Die Brunnenschale

Die Brunnenschale
Die Brunnenschale

Brunnen mit fließendem Wasser sind seit dem Altertum ein beliebtes dekoratives Element der Baukunst. Ihr Wasser aus Quellen oder Wasserverteilungsstellen diente der körperlichen und geistigen Reinigung und Stärkung . Auch in den Atrien frühchristlicher Kirchen und den Kreuzgängen der Klöster hatten Brunnen neben praktischen und liturgischen Zwecken die symbolische Bedeutung als Lebensbrunnen (= fons vitae) im Sinne des 36. Psalms (Gott als Quell des Lebens) und der Auffassung der Mystiker. Zisterzienserklöster, die sich in ihrer Typologie als geschlossene Gruppe innerhalb der Vielzahl der mittelalterlichen Klöster darstellen, sind in der Regel mit ihren Funktionsbauten um einen viereckigen, offenen Hof, das Quadrum gruppiert, den der Kreuzgang mit dem Brunnenhaus einrahmt.
Die Wasserversorgung des Amelungsborner Klosters erfolgt seit alters wegen seiner Lage oberhalb des Bachlaufs im Hooptal durch eine ca. 2 km lange Röhrenleitung aus Quellen am Voglerrand bei Holenberg, deren Anlage Abt Mahrenholz bereits im 1. Jahrhundert der Klostergründung vermutete (Mitteilung von Klosterküster Kuhlmann).
Auf die Errichtung eines Brunnenhauses im Kreuzgang weist ein Vermerk im Totenbuch, den Anniversaria fratrum et benefactorum ecclesiae Amelungesbornenses, unter dem 15. Dezember: "Olricus famil., qui dedit novam marcas argenti ad fontem ...".Dieses älteste erhaltene Nekrologium wurde zwischen 1269 und 1291/92 geführt.
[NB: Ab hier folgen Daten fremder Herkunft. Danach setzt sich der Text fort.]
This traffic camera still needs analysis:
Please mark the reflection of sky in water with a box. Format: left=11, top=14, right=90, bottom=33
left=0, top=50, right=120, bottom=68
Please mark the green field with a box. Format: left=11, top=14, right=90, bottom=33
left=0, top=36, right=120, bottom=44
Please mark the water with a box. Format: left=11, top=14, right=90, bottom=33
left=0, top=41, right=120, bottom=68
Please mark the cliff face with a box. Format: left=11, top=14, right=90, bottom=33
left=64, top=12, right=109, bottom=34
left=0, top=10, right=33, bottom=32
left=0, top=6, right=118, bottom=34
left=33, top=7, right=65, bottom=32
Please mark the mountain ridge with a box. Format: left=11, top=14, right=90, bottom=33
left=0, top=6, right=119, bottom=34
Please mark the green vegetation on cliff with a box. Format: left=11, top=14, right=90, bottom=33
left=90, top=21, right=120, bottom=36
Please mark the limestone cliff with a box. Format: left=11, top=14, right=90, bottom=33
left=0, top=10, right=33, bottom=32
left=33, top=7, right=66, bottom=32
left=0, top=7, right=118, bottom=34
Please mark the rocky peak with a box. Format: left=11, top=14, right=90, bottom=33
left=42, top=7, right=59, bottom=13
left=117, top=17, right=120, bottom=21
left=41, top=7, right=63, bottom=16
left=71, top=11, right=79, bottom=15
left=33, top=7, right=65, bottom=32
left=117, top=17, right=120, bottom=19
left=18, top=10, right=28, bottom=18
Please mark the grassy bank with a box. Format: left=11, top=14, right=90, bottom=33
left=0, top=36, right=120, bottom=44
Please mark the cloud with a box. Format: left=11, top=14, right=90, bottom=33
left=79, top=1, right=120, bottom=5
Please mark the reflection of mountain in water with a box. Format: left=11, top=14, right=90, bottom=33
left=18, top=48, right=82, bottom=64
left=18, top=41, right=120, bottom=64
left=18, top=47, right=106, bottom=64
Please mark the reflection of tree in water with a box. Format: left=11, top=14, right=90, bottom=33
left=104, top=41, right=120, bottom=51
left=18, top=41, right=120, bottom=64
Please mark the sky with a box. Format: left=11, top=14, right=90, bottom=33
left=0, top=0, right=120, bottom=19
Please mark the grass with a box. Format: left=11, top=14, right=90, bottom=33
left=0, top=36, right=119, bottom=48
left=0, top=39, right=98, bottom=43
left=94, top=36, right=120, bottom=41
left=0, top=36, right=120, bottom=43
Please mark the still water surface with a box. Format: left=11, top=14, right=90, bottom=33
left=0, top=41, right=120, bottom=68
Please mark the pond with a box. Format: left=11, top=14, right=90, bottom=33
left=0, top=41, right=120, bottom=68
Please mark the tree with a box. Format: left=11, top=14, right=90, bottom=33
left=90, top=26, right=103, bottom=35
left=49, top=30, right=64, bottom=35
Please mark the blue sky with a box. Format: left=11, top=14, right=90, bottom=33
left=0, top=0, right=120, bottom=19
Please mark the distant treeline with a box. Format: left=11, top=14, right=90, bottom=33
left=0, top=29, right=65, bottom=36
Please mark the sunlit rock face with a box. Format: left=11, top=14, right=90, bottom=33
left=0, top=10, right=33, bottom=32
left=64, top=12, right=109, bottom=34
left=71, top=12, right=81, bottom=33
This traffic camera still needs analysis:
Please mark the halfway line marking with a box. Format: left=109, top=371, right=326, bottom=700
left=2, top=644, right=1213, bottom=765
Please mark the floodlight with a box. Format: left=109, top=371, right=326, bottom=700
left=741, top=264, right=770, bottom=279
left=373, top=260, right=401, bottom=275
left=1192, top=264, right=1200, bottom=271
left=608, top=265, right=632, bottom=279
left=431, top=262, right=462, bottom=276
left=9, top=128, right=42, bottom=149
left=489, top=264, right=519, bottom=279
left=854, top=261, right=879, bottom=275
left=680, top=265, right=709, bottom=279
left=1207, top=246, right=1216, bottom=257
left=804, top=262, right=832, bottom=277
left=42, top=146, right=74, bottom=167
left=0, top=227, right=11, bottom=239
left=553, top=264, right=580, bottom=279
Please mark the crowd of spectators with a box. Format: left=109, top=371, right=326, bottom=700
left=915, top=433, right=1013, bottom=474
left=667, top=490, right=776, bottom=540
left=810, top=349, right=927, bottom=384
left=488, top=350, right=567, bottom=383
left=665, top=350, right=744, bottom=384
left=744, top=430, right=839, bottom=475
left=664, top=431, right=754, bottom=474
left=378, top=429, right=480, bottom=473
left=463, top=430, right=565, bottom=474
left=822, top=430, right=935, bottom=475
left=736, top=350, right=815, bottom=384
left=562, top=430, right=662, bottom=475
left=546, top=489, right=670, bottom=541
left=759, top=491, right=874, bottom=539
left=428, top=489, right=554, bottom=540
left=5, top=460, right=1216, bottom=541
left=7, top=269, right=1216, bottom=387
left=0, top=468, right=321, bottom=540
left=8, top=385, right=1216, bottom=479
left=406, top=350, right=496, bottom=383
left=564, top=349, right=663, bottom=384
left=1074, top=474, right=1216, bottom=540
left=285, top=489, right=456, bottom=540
Dabei bezeichnet fons ein in Zisterzienserklöstern übliches, kapellenartig erbautes Brunnenhaus, das an den Kreuzgang stößt.
Historische Risse von 1729, von 1744 und von der braunschweigischen Generallandesvermessung von 1756 zeigen, dass das Brunnenhaus am westlichen Flügel des Kreuzgangs anlehnte und mit 4 Seiten eines Sechsecks aus diesem vortrat. Angaben über Höhe, Bedachung, Zierrat oder Inneres sind nicht überliefert. Die vielleicht ehemals einzige Brunnenschale von 2,40 m Durchmesser wurde beim Abbruch des Kreuzgangs um 1860 am Torhaus aufgestellt.
So sah sie Steinacker 1907 in seinem Kreisinventar: "Brunnenschale. Nördlich der Kirche gegenüber dem Tore steht eine als Tränke benutzte flache Schale aus rotem Sandstein über einem runden, mühlsteinartigen Fuße ... Die Verwitterung des Steines deutet auf ein ziemliches Alter." (1951 stand sie da immer noch,  siehe Abb.) Gut 100 Jahre später hat sie der Gutspächter als Springbrunnen in ein Gärtchen vor das Gutshaus transloziert.
Sie wurde jetzt bei Gelegenheit eines Pächterwechsels  auf einem glatten quadratischen Fuß an ihren ursprünglichen Standort zurückversetzt und  restauriert.